Overlaying histograms with ggplot2 in R

184,812

Solution 1

Your current code:

ggplot(histogram, aes(f0, fill = utt)) + geom_histogram(alpha = 0.2)

is telling ggplot to construct one histogram using all the values in f0 and then color the bars of this single histogram according to the variable utt.
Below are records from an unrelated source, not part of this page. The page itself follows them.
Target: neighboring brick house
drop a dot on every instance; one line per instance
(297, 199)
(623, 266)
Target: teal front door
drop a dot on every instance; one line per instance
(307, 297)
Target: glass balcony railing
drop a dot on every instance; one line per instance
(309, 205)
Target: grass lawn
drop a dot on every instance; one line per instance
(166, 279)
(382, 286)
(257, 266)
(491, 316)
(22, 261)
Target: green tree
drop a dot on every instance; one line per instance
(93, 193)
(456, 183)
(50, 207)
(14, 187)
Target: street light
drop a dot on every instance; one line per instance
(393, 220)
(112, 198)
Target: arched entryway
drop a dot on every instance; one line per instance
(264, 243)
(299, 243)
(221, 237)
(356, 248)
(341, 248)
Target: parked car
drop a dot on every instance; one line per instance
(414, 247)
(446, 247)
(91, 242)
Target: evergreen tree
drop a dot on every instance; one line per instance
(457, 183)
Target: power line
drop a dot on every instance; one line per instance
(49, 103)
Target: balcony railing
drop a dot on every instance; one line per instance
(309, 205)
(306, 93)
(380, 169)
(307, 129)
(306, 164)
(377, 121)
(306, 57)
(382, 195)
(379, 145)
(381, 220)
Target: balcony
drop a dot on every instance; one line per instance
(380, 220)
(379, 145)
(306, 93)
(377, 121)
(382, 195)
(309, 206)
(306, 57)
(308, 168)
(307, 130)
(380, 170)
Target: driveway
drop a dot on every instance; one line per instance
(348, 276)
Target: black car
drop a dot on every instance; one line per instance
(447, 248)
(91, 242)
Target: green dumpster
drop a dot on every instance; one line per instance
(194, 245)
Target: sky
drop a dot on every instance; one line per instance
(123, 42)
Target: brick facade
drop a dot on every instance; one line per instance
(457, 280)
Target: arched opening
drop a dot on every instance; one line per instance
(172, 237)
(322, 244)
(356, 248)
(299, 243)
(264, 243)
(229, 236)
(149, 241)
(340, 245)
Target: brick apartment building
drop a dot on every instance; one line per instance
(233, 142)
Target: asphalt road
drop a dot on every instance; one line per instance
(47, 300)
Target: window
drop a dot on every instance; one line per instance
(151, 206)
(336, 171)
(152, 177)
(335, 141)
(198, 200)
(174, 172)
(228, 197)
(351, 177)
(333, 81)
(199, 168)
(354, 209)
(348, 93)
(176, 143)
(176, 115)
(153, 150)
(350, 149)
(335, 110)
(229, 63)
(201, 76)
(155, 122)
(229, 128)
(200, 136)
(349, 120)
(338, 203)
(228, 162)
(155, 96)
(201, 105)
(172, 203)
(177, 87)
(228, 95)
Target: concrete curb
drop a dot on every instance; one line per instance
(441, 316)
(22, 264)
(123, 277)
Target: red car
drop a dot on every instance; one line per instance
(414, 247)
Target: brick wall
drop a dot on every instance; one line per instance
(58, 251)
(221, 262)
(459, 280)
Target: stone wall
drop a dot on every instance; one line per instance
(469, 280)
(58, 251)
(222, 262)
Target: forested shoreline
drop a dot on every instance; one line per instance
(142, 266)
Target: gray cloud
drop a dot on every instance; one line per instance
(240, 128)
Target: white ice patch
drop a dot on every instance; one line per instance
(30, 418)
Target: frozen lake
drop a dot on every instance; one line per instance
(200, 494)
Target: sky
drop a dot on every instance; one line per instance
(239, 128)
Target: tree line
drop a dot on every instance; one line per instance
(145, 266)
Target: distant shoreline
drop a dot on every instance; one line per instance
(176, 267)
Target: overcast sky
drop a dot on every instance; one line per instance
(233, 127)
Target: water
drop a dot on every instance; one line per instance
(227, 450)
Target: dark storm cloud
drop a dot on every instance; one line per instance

What you want instead is to create three separate histograms, with alpha blending so that they are visible through each other. So you probably want to use three separate calls to geom_histogram, where each one gets it's own data frame and fill:

ggplot(histogram, aes(f0)) + 
    geom_histogram(data = lowf0, fill = "red", alpha = 0.2) + 
    geom_histogram(data = mediumf0, fill = "blue", alpha = 0.2) +
    geom_histogram(data = highf0, fill = "green", alpha = 0.2) +

Here's a concrete example with some output:

dat <- data.frame(xx = c(runif(100,20,50),runif(100,40,80),runif(100,0,30)),yy = rep(letters[1:3],each = 100))

ggplot(dat,aes(x=xx)) + 
    geom_histogram(data=subset(dat,yy == 'a'),fill = "red", alpha = 0.2) +
    geom_histogram(data=subset(dat,yy == 'b'),fill = "blue", alpha = 0.2) +
    geom_histogram(data=subset(dat,yy == 'c'),fill = "green", alpha = 0.2)

which produces something like this:

enter image description here

Edited to fix typos; you wanted fill, not colour.

Solution 2

Using @joran's sample data,

ggplot(dat, aes(x=xx, fill=yy)) + geom_histogram(alpha=0.2, position="identity")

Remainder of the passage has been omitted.